Ruel Perley Smith (1869-1937) was a novelist and newspaper editor best known for the Rival Camper series of boys' books, published by L.C. Page & Co. of Boston in the first decade of the 20th century. Born in Bangor, Maine, Smith made his career as a newspaper reporter in New York, eventually becoming Night City Editor (and Sunday Editor) of New York World in the 1920s.

The Rival Camper series of boys' books was set in Smith's native Maine. It included The Rival Campers, or, The Adventures of Henry Burns (1905); The Rival Campers Afloat, or, The Prize Yacht Viking (1906); The Rival Campers Ashore, or, The Mystery of the Mill (1907); and Jack Harvey's Adventures, or, The Rival Campers Among the Oyster Pirates (1908). The series ended in the second decade of the twentieth century. When Smith again tried his hand at a novel, in the early 1920s, it was aimed at an adult audience. Prisoners of Fortune: A Tale of the Massachusetts Bay Colony (Boston: L.C. Page, 1924) was actually a pirate story with Massachusetts as only one location.

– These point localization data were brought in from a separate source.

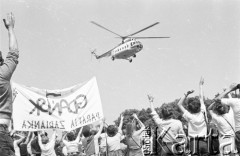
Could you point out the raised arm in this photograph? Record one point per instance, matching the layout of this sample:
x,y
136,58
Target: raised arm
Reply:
x,y
100,130
64,138
203,107
180,102
231,88
140,123
121,123
79,133
9,24
40,140
53,138
9,65
154,113
19,140
28,137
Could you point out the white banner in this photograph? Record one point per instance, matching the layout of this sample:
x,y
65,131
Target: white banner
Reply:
x,y
66,109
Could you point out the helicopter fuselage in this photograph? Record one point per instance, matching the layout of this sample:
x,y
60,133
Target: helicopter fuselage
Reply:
x,y
127,49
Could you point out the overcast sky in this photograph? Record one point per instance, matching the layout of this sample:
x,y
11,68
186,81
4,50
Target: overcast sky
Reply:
x,y
55,38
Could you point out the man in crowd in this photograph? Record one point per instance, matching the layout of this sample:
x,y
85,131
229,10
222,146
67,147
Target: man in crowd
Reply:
x,y
195,114
234,103
7,68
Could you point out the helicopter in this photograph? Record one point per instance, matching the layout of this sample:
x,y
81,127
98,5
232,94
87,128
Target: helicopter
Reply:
x,y
129,46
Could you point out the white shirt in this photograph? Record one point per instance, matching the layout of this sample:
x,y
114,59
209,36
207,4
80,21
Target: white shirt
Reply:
x,y
173,126
16,148
64,150
72,146
47,149
114,142
234,103
196,123
222,125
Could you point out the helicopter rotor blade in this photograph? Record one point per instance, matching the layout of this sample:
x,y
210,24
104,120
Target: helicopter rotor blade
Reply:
x,y
105,28
148,37
142,29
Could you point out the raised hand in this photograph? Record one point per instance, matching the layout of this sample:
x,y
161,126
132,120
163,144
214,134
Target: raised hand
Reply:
x,y
134,115
201,81
233,86
150,98
9,21
121,117
189,92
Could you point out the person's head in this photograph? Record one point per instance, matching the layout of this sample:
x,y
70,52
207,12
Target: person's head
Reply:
x,y
45,138
93,132
1,59
220,108
129,129
111,130
166,111
70,136
194,105
86,131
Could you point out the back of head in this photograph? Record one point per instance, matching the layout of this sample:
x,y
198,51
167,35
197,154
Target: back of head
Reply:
x,y
86,131
70,136
194,105
166,111
129,129
111,130
35,146
1,58
219,108
45,139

Smith was married to Ellen Cyr Smith (Ellen M. Cyr) (d. 1920), author of the widely used Cyr's Readers series for elementary school children. His sister, Helena Wood Smith, was a painter and a member of the artists' colony at Carmel-by-the-Sea, California, where in 1914 she was murdered by her lover, the Japanese photographer George Kotani.